Limited supply of real estate assets—particularly properties which have the high environmental standards being demanded by occupiers—as well as the boost provided to rental income by inflation are positives amid persistent uncertainty in the European real estate market, according to a panel of executives during the 2023 ULI Europe Conference.

Europe’s real estate market is struggling with a subdued investment market and a decrease in values owing to dramatic increases in financing costs. Investment in property during the first quarter of 2023 fell to its lowest level in 11 years, data provider MSCI Real Assets said in April.

But inflation—which was 6.1 percent in May—is increasing rental income for investors, helping to offset price declines in the industry, reported the panel, which convened during the four-day event in Madrid in June to explore “New Highs Amid Uncertain Times.”

Brad Hyler, managing partner, real estate and head of real estate in Europe for Brookfield Asset Management, added that there had been no discernible slowdown in tenant demand, with occupancy rates “extremely high across pretty much all asset classes,” helped by index-linked leases.

“We keep waiting to see some deceleration, particularly in the hospitality segment, where we have potentially more price-conscious consumers, but we just haven’t seen it yet,” Hyler explained, adding: “We are seeing real rental growth, double-digit [growth] in some asset classes like student housing and logistics.”

Annette Kroger, chief executive office, Europe for real estate manager PIMCO Real Estate, said that the company was witnessing an inflation hedge in real estate and that is a “positive for the industry”.

The value of the region’s commercial real estate fell 10.8 percent in the year to March 2022, according to MSCI. Kroger, however, said lack of supply would help the market given the likelihood of a continued slowdown in development due to soaring construction and borrowing costs.

This lack of supply, combined with strong employment was also providing resilience for some offices, said Hyler: “In many markets [we invest in] class A offices, which I would certainly differentiate from class B offices, and supply is very tight, rents are growing,” he reported.

Green Offices

The panel went on to say that despite wider issues for the office sector, an opportunity existed to create a new breed of offices that are being demanded in a post-covid era—and confirmed debt finance was available for this.

Hyler explained. “One of the most important equations in real estate is supply and demand and there isn’t enough supply of class A buildings that have been renovated, which are sustainable and have the amenities that occupiers want.”

Kroger added that PIMCO is targeting outdated assets in good locations that could be brought up to the latest environmental standards, and decarbonisation to maintain values is a “high strategic priority”.

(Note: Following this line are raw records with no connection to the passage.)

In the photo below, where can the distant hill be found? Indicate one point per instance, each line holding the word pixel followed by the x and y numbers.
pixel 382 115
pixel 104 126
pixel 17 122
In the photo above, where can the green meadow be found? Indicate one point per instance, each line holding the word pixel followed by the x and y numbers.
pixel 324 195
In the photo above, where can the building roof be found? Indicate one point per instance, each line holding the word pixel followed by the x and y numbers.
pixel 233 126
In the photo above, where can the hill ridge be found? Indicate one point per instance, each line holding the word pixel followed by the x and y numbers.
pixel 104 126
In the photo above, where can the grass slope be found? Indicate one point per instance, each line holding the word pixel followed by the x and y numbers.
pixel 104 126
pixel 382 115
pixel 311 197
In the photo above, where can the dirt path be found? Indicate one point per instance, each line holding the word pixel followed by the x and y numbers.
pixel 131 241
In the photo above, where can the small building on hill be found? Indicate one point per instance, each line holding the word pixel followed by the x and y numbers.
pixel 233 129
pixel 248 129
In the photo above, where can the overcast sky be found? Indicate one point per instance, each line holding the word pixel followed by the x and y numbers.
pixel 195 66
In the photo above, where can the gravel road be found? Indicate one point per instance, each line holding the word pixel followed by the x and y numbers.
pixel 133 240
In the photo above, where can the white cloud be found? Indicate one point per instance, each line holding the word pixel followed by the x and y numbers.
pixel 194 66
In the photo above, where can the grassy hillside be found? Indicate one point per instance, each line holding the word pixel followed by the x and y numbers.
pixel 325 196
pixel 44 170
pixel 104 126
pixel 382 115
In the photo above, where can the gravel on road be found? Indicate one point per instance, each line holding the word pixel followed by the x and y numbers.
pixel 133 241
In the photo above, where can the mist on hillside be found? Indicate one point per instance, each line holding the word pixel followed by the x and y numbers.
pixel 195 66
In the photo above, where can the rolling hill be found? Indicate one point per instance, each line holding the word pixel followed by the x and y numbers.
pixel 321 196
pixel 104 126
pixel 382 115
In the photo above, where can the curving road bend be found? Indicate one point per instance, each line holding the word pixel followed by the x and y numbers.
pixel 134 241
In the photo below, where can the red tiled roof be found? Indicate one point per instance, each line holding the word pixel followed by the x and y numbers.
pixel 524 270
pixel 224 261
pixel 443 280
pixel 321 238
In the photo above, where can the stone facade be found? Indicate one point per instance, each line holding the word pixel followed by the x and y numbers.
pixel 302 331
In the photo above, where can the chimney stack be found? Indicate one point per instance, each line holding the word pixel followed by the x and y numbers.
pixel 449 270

She explained: “I think this will be a big theme going forward as that pressure continues to be in the market. It seems there is slightly less focus on ESG in the U.S. these days but in Europe, that is absolutely not the case. E.U. regulation is putting pressure on investors but equally, it is the sustainability agenda of corporate occupiers, owners and investment managers that will trigger continued investment.”

Rohan Sikri, senior partner of The Xander Group, which heads the firm’s real estate investment program in Asia, also said sustainability was “very high on the agenda” in India, where it has invested $5 billion since 2005.

Renewable Energy

Sikri explained: “It is actually economically rewarding to implement sustainability, especially in terms of [energy]. India is a big importer of energy, which means costs, especially for commercial and industrial are quite high. If you have the ability to go green [firm’s can] actually bring down costs by 50 percent.”

Hyler confirmed that investment in renewable energy was also an area of opportunity for Brookfield in Europe. In May, the company, which invests in renewable power assets, agreed a 15-year power purchasing agreement with Canary Wharf Group, owner of London’s Canary Wharf estate.

The project will support the construction of a wind farm and provide retail, office occupiers and residents across the 150-acres estate with electricity. “As the marginal cost of developing renewables has come down, there is an opportunity to reduce operating expense by procuring renewable power. It [also] gives you that security of a power supply.